God’s hand in everything
Hi all,
So I have now been here in Adelaide for 7 weeks. I can’t believe how quickly time is going. I also can’t believe it has been 3 months since I left South Africa! I miss all those from my course keenly and at time it can be hard without that 24/7 support and fellowship. It is certainly different having a room to myself again J
But God has also been incredibly faithful through this season of transition. I have found a church that has a strong missions focus – both local and international. It also has a strong sense of community and family.
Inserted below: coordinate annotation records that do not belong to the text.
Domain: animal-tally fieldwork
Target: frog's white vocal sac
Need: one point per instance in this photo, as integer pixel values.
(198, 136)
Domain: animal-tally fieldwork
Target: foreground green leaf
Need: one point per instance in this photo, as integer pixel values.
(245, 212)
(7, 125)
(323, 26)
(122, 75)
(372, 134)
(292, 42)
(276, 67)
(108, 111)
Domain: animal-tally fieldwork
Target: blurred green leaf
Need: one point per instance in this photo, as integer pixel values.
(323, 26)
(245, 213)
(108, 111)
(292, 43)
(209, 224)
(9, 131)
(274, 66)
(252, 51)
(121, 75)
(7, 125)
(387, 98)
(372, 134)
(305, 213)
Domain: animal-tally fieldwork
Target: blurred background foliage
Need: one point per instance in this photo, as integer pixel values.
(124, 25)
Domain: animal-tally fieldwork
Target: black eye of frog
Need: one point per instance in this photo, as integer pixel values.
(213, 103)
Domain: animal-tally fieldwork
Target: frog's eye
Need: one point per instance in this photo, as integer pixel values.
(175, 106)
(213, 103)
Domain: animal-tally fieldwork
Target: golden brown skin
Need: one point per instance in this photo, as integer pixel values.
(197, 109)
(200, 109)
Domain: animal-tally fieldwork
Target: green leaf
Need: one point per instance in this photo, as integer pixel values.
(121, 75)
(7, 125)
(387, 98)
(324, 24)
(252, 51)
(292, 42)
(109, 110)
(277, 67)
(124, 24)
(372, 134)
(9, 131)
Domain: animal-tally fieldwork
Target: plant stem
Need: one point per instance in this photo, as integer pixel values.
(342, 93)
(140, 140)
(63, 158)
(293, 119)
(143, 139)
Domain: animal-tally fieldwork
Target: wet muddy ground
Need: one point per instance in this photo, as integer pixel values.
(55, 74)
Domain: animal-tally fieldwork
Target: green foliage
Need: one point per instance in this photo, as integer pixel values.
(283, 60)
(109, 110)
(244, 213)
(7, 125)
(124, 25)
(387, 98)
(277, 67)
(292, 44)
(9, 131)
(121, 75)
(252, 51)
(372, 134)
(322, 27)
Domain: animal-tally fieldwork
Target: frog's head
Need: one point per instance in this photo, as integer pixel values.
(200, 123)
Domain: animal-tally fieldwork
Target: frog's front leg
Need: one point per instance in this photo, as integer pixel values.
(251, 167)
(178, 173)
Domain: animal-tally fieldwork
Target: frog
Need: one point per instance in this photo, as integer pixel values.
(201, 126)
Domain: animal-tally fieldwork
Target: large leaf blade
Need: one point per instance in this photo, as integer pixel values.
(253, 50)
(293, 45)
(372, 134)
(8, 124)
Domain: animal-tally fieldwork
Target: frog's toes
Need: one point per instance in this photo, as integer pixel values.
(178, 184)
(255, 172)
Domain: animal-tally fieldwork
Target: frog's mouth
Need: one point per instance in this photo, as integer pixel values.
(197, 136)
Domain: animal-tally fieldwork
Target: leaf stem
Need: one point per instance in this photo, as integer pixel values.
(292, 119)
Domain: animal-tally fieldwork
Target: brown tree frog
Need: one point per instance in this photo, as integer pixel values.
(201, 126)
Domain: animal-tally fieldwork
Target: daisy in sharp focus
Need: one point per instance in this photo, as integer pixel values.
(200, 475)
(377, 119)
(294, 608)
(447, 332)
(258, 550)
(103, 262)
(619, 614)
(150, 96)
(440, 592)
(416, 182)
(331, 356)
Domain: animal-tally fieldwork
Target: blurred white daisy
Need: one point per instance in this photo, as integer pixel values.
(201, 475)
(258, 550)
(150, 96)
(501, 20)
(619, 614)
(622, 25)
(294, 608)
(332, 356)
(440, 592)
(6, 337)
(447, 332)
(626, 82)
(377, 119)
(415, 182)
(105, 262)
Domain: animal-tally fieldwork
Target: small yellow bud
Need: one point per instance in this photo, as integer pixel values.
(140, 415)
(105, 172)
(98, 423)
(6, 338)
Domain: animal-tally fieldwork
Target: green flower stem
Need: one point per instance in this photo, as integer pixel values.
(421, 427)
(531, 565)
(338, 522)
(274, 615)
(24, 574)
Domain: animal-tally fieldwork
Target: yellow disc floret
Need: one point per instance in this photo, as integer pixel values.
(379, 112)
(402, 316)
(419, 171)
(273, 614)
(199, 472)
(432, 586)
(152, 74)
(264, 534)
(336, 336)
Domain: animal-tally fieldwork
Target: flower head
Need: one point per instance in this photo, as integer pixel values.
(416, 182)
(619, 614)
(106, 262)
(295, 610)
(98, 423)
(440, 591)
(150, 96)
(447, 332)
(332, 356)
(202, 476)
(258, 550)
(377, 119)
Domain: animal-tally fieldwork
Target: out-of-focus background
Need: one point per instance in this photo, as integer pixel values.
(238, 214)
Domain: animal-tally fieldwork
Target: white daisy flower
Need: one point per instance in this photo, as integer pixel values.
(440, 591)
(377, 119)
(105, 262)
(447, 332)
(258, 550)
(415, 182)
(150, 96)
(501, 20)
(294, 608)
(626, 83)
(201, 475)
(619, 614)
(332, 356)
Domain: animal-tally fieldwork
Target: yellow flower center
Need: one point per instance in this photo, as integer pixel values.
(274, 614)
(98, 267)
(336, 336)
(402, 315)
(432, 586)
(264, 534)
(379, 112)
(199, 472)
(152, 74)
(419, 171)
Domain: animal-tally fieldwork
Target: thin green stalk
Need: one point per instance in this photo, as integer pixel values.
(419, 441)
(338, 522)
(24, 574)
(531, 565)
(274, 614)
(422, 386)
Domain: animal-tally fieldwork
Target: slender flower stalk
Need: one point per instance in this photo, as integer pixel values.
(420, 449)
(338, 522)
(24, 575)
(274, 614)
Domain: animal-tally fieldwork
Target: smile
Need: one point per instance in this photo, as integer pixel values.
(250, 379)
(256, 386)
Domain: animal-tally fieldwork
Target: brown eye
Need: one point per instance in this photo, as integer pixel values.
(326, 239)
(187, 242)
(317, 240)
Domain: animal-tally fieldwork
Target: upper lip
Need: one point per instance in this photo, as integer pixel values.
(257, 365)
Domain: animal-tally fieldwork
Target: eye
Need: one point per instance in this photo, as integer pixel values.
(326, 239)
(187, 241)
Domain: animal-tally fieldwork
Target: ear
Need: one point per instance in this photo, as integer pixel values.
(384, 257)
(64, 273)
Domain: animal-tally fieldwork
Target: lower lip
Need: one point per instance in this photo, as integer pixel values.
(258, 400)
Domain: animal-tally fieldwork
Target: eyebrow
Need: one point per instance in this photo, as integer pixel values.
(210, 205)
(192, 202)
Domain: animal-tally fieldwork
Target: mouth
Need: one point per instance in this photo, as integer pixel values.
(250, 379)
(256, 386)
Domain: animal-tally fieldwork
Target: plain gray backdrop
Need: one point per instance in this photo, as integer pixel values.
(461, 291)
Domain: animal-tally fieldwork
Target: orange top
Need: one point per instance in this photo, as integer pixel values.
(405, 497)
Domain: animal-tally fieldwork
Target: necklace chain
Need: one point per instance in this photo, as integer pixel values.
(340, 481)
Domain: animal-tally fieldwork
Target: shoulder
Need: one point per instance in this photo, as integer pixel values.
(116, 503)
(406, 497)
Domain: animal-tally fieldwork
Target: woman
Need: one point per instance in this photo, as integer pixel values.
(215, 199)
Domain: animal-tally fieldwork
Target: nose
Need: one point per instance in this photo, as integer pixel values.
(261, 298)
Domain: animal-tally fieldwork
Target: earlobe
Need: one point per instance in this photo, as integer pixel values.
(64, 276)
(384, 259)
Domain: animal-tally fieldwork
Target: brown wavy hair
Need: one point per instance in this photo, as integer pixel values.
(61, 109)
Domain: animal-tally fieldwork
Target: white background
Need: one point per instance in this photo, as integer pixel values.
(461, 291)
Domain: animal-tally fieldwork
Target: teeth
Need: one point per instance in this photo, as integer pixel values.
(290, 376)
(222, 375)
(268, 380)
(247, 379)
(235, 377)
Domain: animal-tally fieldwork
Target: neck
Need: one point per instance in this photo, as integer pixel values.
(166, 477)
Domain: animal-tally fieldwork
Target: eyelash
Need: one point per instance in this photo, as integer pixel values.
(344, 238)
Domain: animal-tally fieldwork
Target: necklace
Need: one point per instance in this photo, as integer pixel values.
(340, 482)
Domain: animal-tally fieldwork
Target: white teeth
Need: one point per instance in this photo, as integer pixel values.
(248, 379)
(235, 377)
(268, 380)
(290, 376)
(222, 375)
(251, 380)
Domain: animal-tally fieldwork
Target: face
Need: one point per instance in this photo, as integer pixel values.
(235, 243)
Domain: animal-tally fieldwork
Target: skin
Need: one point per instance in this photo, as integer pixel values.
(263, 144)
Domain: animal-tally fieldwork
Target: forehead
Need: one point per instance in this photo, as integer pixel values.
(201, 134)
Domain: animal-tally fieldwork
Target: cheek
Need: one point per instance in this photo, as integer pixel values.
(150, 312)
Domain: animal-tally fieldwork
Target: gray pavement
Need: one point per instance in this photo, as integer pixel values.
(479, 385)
I felt welcomed from day dot and despite knowing my plans to be here only for a short time they have really embraced me.
I came to Adelaide to get to know the family more and am so thankful that I did. As I am praying to God to teach me how to live every moment for Him here in the workforce He has placed around me a family that has been doing this for years. It is a joy to watch their lives and their interactions with one another and those around them. I am learning so much from them.
As for work it reminds me to be thankful for what I have. Seeing the frustration of those who have been able bodied but an injury at work has left them unable to do the little things around the home or at work that we take for granted really makes you appreciate tasks like washing and cleaning! God has been teaching me how to find Him in this new environment. It has been frustrating at times as I long to be back in the Word for such prolonged periods each day as I was blessed to have during the SBS. But God reminds me that there would be no point to the academic if I did not apply it. So here I am trying to apply it.
It has been exciting to see how much it has transformed me. We “know” that the Word is alive and active – and now I can say that I am proof of that because sometimes I am amazed at he works He has done in me. We are doing a series on Romans in church at the moment and they keep coming back to a saying: “I am not what I should be. I am not what I could be. I am not what I will be. But thank God I am not what I was!” Remember that God cares about the process and the journey. He is interested in the small steps towards Him that we take.
Well that’s all from me for now.
Love and blessings,
Shannon xo
PS – to my fellow SBSers -> I just re-watched our Esther play finding it funny in a very embarrassing kind of way... miss you and love you guys.